Figure 1. Waypoint upload feature that allows basic uploads and overlays of comma-delimited .csv waypoint files

Its Beauty is its Simplicity
ciBioBase's waypoint feature is not intended to be a waypoint file manager and advanced analysis tool but rather an easy way for users to incorporate spatial samples into their ciBioBase maps and reports for viewing and sharing needs.

Figure 1. shows how multiple waypoint "layers" can be filtered from one grand spreadsheet of point-intercept survey points.  Only points of interest can be uploaded as individual files (a max of 4 data columns are allowed) and easily deleted if needed.  Figure 1. shows Eurasian watermilfoil survey points in yellow and non-milfoil points in blue.  Without going to any other lengths to combine these data layers as mentioned in previous posts, you can already see that the dense bed in the NW bay of McCarron's Lake is probably mostly Eurasian watermilfoil.

Made for Easy Data Sharing Through a Link
After a .csv waypoint file is successfully uploaded, users must reprocess their report by clicking on the lower right icon in their waypoint viewer (Figure 1).  After less than 5 minutes, you'll receive an email saying the report is done reprocessing.  Figure 2 is an excerpt showing how the various layers are incorporated into the reports and have collapsible views.  Click here to get this exact report.  Try highlighting the data and pasting into Excel.  Now you have all the data that was in the report and you can do your own analysis on the data.  Large file attachments of spreadsheets are no longer needed with this feature.  Just send your partners or clients the link to the report or embed it in your lake survey report.

Figure 2.  Excerpt from a reprocessed automated report with waypoints from a point-intercept  plant species survey incorporated into the report.  Highlighting the data and pasting into MS Excel allows for quick sharing of data.
Some additional notes about use
This waypoint feature is in the beta stage of development.  We encourage its use by our clients and appreciate feedback on its utility and suggested improvements.  As mentioned above, the aim of this tool is not to be an alternative to GIS or other waypoint management programs but rather a way of quickly integrating waypoints into ciBioBase for viewing and sharing.

Pay careful attention to the file prerequisites (e.g., header names, decimal degree coord. system) as files will not load if they are not met.  Contact CI if you need assistance using the tool.

Friday, February 1, 2013

Lowrance GPS Accuracy: Seeing is believing!
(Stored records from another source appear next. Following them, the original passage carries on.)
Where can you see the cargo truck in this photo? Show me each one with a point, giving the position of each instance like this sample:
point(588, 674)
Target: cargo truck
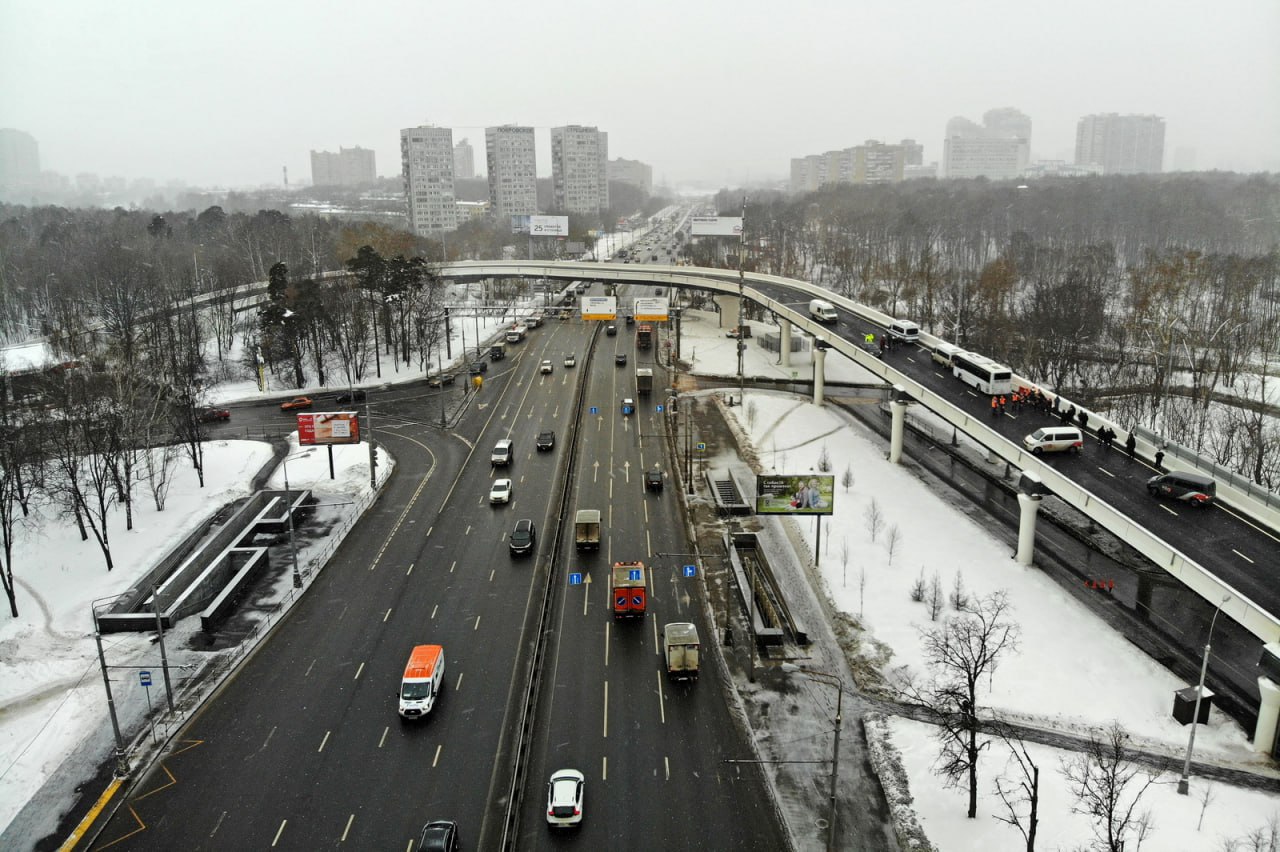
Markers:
point(424, 676)
point(681, 649)
point(644, 381)
point(630, 591)
point(586, 530)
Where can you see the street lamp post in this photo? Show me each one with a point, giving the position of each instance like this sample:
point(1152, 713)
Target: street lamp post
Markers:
point(1200, 690)
point(830, 679)
point(288, 507)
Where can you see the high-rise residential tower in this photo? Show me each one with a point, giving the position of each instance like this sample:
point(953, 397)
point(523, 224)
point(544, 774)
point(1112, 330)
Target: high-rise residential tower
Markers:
point(580, 169)
point(512, 165)
point(426, 160)
point(1121, 143)
point(464, 160)
point(348, 168)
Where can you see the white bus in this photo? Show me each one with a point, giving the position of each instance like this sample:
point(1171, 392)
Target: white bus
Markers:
point(982, 372)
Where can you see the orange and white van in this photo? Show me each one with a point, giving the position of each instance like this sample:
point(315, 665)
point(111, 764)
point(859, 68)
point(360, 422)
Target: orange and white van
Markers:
point(424, 676)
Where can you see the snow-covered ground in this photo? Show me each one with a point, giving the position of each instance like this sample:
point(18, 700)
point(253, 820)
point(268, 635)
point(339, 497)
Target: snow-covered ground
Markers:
point(1070, 670)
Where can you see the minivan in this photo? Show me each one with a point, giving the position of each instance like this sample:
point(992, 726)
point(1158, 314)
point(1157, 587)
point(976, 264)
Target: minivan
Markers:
point(1196, 489)
point(904, 330)
point(1054, 439)
point(502, 452)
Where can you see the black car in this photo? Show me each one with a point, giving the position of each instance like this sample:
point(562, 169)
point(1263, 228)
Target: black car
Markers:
point(522, 539)
point(439, 836)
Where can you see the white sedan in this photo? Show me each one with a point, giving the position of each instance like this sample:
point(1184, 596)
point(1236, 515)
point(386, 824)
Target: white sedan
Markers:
point(499, 491)
point(565, 797)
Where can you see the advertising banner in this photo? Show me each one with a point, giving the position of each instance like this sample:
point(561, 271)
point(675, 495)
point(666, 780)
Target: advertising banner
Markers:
point(650, 310)
point(548, 225)
point(328, 427)
point(805, 494)
point(717, 225)
point(599, 307)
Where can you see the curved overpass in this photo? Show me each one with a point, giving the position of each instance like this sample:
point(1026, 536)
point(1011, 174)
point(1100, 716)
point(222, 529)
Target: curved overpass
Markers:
point(1240, 608)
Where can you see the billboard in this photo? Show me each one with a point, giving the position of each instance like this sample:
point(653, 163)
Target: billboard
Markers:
point(650, 310)
point(717, 225)
point(599, 307)
point(548, 225)
point(328, 427)
point(804, 494)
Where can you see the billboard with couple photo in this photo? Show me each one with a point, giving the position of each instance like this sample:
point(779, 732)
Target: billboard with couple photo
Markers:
point(804, 494)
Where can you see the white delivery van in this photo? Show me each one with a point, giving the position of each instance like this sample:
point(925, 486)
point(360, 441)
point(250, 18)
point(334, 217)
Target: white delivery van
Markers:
point(1055, 439)
point(424, 676)
point(904, 330)
point(823, 311)
point(502, 452)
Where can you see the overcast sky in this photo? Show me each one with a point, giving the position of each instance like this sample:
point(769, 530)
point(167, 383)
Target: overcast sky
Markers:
point(716, 91)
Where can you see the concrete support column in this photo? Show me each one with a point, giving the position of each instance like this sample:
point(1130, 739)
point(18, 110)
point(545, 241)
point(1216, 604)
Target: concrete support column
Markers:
point(819, 361)
point(897, 408)
point(1029, 505)
point(1269, 717)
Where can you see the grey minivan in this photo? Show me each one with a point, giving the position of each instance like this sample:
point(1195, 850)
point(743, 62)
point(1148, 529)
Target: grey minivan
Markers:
point(1191, 488)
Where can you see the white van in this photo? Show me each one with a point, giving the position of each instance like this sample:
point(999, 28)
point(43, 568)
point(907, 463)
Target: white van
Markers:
point(904, 330)
point(1055, 439)
point(823, 311)
point(424, 676)
point(502, 452)
point(944, 352)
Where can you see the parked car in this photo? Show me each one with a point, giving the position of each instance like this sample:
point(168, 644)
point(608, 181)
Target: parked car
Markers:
point(565, 797)
point(522, 539)
point(499, 491)
point(439, 836)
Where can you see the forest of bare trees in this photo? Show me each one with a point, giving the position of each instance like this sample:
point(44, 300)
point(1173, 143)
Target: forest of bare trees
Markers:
point(1155, 298)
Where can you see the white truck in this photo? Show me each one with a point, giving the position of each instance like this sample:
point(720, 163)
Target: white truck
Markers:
point(823, 311)
point(681, 647)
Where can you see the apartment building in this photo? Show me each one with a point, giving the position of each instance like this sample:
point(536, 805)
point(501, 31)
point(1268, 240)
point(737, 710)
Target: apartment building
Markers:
point(426, 161)
point(580, 169)
point(510, 156)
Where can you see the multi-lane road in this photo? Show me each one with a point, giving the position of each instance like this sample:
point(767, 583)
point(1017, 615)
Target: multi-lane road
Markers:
point(302, 747)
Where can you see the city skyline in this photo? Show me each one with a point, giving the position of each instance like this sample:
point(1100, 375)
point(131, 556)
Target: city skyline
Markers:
point(722, 94)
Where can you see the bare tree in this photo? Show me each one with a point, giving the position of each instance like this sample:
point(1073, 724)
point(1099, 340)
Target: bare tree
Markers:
point(1019, 793)
point(960, 653)
point(1109, 786)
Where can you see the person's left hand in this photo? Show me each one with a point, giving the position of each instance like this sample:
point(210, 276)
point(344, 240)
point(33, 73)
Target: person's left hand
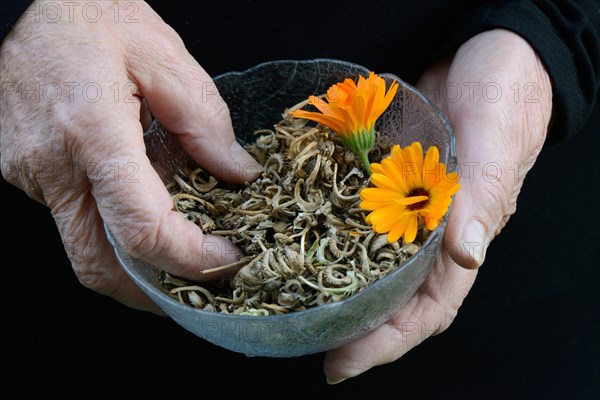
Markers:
point(500, 121)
A quick post to demonstrate the precision of Lowrance's internal WAAS corrected GPS antennae is in a variety of open water environments.  Docks? Boat lifts? Overhanging trees?  No problem.  WAAS correction in North America is explained here.  Have a look at a couple examples in ciBioBase:
GPS Track from a Lowrance HDS on Newport Bay, California overlain onto a bathymetry map created by automated processing of the Lowrance .sl2 log file by ciBioBase.  This trip was used for water volume calculations, bathymetry, and vegetation mapping

GPS tracks and ciBioBase derived bathymetry map in a 3-acre pond in a wooded valley in a metropolitan area of Minnesota, an example of retention pond volume monitoring.

GPS tracks and ciBioBase derived contour map of a 3-acre pond in Illinois for water
volume and aquatic vegetation analysis

GPS tracks around docks and boat lifts and ciBioBase derived contour map on Grand Lake O the Cherokees near Tulsa  Oklahoma.  The satellite even shows data collection in an area where a boat can be moored next to the dock.  That's close!